I have my custom analyzer as below. But I dont understand how to achieve my goal.
My goal is that I want to have whitespace separated inverted index but also I want to have autocomplete feature after user enters min 3 chars. For that I though to combine word_delimiter and edgeNGram tokens as below
{
"settings": {
"index": {
"analysis": {
"analyzer": {
"my_analyzer": {
"tokenizer": "whitespace",
"filter": [
"standard",
"lowercase",
"my_word_delimiter",
"my_edge_ngram_analyzer"
],
"type": "custom"
}
},
"filter": {
"my_word_delimiter": {
"catenate_all": true,
"type": "word_delimiter"
},
"my_edge_ngram_analyzer": {
"min_gram": 3,
"max_gram": 10,
"type": "edgeNGram"
}
}
}
}
}
}
This will give result for "Brother TN-200" as below.
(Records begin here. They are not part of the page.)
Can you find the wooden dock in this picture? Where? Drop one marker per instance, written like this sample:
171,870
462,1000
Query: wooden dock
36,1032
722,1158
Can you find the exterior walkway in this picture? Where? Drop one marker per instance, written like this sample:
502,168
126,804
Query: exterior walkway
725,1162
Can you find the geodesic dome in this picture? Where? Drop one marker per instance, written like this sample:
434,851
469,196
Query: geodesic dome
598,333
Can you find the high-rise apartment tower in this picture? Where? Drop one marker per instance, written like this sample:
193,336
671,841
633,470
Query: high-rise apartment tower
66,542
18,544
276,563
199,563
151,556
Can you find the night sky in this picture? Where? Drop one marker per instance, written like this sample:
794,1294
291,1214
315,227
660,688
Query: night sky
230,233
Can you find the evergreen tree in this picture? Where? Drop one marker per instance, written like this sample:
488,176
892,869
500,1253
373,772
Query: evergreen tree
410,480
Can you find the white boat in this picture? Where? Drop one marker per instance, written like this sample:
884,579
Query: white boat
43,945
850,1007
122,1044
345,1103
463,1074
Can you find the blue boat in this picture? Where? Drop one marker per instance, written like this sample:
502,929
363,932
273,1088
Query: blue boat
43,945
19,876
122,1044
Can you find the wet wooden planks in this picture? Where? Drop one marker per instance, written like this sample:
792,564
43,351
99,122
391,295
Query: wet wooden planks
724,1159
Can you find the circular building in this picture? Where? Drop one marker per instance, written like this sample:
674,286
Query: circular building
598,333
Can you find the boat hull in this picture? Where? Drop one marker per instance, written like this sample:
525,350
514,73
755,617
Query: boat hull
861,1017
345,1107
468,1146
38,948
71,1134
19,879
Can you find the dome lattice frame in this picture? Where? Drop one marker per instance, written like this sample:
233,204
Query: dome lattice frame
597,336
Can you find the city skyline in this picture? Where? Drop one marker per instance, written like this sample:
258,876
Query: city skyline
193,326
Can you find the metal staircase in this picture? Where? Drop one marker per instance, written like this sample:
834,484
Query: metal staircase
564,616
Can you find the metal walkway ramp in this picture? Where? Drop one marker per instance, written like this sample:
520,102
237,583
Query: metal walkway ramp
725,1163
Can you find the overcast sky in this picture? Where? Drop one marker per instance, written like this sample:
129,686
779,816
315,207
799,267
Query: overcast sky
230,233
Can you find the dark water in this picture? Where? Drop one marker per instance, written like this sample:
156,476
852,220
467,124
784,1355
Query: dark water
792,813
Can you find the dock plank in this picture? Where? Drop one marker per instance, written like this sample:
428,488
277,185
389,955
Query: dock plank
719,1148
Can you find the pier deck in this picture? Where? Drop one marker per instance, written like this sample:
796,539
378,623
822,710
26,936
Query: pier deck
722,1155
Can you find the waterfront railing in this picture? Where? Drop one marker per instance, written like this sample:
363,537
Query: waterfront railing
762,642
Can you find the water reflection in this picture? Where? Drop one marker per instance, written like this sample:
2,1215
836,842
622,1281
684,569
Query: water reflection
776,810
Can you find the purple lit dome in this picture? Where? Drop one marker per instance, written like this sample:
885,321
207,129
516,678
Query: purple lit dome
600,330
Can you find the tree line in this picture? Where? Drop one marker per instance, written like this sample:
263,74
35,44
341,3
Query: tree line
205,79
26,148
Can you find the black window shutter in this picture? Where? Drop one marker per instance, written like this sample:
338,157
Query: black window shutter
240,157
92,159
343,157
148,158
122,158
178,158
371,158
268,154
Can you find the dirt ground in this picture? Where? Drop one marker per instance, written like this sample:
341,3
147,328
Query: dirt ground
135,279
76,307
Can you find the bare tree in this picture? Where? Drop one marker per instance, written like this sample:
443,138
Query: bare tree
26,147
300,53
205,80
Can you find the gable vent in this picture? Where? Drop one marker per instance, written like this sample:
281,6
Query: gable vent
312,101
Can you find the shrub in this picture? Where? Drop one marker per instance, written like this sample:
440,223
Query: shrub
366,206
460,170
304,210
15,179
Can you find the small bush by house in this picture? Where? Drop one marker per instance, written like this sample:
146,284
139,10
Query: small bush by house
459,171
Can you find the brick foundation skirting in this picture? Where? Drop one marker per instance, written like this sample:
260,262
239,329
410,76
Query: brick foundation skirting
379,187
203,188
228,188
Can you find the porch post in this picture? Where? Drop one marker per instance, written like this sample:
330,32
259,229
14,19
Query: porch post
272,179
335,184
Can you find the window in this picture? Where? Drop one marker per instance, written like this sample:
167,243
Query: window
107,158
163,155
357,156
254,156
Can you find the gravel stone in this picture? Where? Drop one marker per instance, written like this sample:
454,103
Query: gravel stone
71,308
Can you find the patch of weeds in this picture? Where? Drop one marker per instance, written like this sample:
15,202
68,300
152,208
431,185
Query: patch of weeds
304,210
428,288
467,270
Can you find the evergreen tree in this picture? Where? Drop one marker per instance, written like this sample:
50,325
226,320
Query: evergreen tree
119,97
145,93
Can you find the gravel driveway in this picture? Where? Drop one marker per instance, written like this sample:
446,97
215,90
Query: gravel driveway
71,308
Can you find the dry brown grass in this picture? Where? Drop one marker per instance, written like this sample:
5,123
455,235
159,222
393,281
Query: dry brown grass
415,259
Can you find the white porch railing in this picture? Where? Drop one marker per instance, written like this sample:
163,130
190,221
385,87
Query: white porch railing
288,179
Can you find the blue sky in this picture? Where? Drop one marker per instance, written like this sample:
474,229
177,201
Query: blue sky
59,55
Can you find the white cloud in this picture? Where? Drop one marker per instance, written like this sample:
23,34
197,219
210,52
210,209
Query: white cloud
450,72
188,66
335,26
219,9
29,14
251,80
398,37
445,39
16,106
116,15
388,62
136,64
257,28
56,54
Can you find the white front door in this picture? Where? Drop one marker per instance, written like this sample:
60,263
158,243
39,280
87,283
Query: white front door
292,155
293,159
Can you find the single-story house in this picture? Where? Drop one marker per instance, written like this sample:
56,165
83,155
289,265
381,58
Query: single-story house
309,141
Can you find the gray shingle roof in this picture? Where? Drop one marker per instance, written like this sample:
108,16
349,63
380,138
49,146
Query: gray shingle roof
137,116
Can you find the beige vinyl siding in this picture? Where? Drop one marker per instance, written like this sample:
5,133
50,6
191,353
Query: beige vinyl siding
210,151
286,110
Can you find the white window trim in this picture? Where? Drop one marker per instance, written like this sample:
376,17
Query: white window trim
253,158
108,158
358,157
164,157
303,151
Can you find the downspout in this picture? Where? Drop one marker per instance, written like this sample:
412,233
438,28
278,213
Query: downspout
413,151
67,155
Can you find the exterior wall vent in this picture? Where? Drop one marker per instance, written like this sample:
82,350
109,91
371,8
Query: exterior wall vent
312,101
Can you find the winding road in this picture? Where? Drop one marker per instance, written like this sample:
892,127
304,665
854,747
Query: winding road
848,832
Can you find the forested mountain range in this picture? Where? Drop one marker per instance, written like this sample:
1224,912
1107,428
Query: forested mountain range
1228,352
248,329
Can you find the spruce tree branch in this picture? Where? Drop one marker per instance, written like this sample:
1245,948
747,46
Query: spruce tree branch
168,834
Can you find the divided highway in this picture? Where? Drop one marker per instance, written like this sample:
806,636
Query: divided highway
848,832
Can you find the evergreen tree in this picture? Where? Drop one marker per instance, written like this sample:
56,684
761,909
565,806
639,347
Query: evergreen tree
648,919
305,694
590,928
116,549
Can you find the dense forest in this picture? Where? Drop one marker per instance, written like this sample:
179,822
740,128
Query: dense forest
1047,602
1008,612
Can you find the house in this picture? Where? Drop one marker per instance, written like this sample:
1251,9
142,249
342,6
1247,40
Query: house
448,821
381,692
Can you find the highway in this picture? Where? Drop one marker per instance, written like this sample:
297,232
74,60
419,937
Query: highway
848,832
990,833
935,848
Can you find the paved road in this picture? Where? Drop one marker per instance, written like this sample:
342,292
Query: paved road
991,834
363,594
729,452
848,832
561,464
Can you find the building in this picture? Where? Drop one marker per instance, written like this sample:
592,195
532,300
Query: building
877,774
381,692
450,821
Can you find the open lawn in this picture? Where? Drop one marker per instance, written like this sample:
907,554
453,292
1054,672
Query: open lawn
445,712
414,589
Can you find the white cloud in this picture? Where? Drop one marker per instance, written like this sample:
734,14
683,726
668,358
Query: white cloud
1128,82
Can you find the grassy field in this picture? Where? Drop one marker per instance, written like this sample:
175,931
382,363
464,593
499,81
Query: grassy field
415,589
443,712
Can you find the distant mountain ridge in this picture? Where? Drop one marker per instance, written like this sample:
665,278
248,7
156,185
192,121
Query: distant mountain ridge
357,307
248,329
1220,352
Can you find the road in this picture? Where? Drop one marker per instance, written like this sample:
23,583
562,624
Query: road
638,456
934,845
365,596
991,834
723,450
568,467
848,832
But I was expecting "tn" to be also in the reverted index as I have word_delimiter token. why is it not in the inverted index? How can I achieve this?
url -XGET "localhost:9200/myIndex/_analyze?analyzer=my_analyzer&pr
etty=true" -d "Brother TN-200"
{
{
"token" : "bro",
"start_offset" : 14,
"end_offset" : 21,
"type" : "word",
"position" : 2
}, {
"token" : "brot",
"start_offset" : 14,
"end_offset" : 21,
"type" : "word",
"position" : 2
}, {
"token" : "broth",
"start_offset" : 14,
"end_offset" : 21,
"type" : "word",
"position" : 2
}, {
"token" : "brothe",
"start_offset" : 14,
"end_offset" : 21,
"type" : "word",
"position" : 2
}, {
"token" : "brother",
"start_offset" : 14,
"end_offset" : 21,
"type" : "word",
"position" : 2
}, {
"token" : "tn2",
"start_offset" : 22,
"end_offset" : 28,
"type" : "word",
"position" : 3
}, {
"token" : "tn20",
"start_offset" : 22,
"end_offset" : 28,
"type" : "word",
"position" : 3
}, {
"token" : "tn200",
"start_offset" : 22,
"end_offset" : 28,
"type" : "word",
"position" : 3
}, {
"token" : "200",
"start_offset" : 25,
"end_offset" : 28,
"type" : "word",
"position" : 4
}]
}